Ministries and agencies will be required to report on a monthly basis all outstanding bills and commitments, so there is no build up in arrears that can eventually throw the budget out of line.
Waivers will be drastically curtailed. All existing incentives will be reviewed and where they are no longer necessary, they will be withdrawn.
The Central Treasury Management System will be established to bring all of Government’s financial resources under central management to ensure better utilisation.
Implementation of the Tax Administration Programme will also be accelerated. Adjustments will be made in Property Taxes on April 1. The level of adjustments will be tempered by an aggressive drive to collect property tax from those who have not been paying.
“We are going to get tough. We will use our powers to advertise for sale those properties whose owners refuse to pay their tax,” he said.
The main focus of the Tax Administration Programme will be enforcement and collection. People who owe taxes must pay their taxes! It is more TAXES we want – not more TAXATION, he declared. Fiscal burdens that have worn down the budget will be removed.
Mr. Golding also announced:We have improved efficiencies at the JUTC but bus fares will have to be increased to reduce the losses even further and lessen the burden on the budget; We expect, shortly, to conclude the sale of Air Jamaica which incurred losses last year of $9 billion; We are negotiating the sale of our shares in Clarendon Alumina Production to remove the burden of production losses caused by the forward-sale contract of 2005 which is costing us almost $1 billion per month; We are seeking to refinance Highway 2000, from which we earn no revenue but which is costing us almost $3 billion in annual interest payments; We are still optimistic that we will be successful in divesting the rest of the sugar factories and estates because, let it be clear, the Government will not be able to cover any more losses in the sugar industry and I have given clear instructions that no such request will be entertained by the Ministry of Finance; We have appointed an enterprise team to proceed with the privatisation of the Norman Manley International Airport; We are pursuing real, live options to finance the new Petrojam refinery in a way that will require no financial contribution or guarantee from the Government, since we will not be in a position to do so.

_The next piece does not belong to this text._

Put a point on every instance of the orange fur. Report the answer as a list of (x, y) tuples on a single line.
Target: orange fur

Discussions with our Venezuelan partners and possible sources of finance are being actively pursued and a joint Jamaica/Venezuelan team is to travel to Japan shortly in that regard; We are negotiating to sell our shares in JPS, so that we can pay down some of our debt.
He added that many other public assets that are not essential to Government’s core functions will be sold as soon as the market can absorb them.
“We want a leaner Government structure that is able to direct all its energies and resources to performing properly the essential functions of Government,” Mr. Golding said.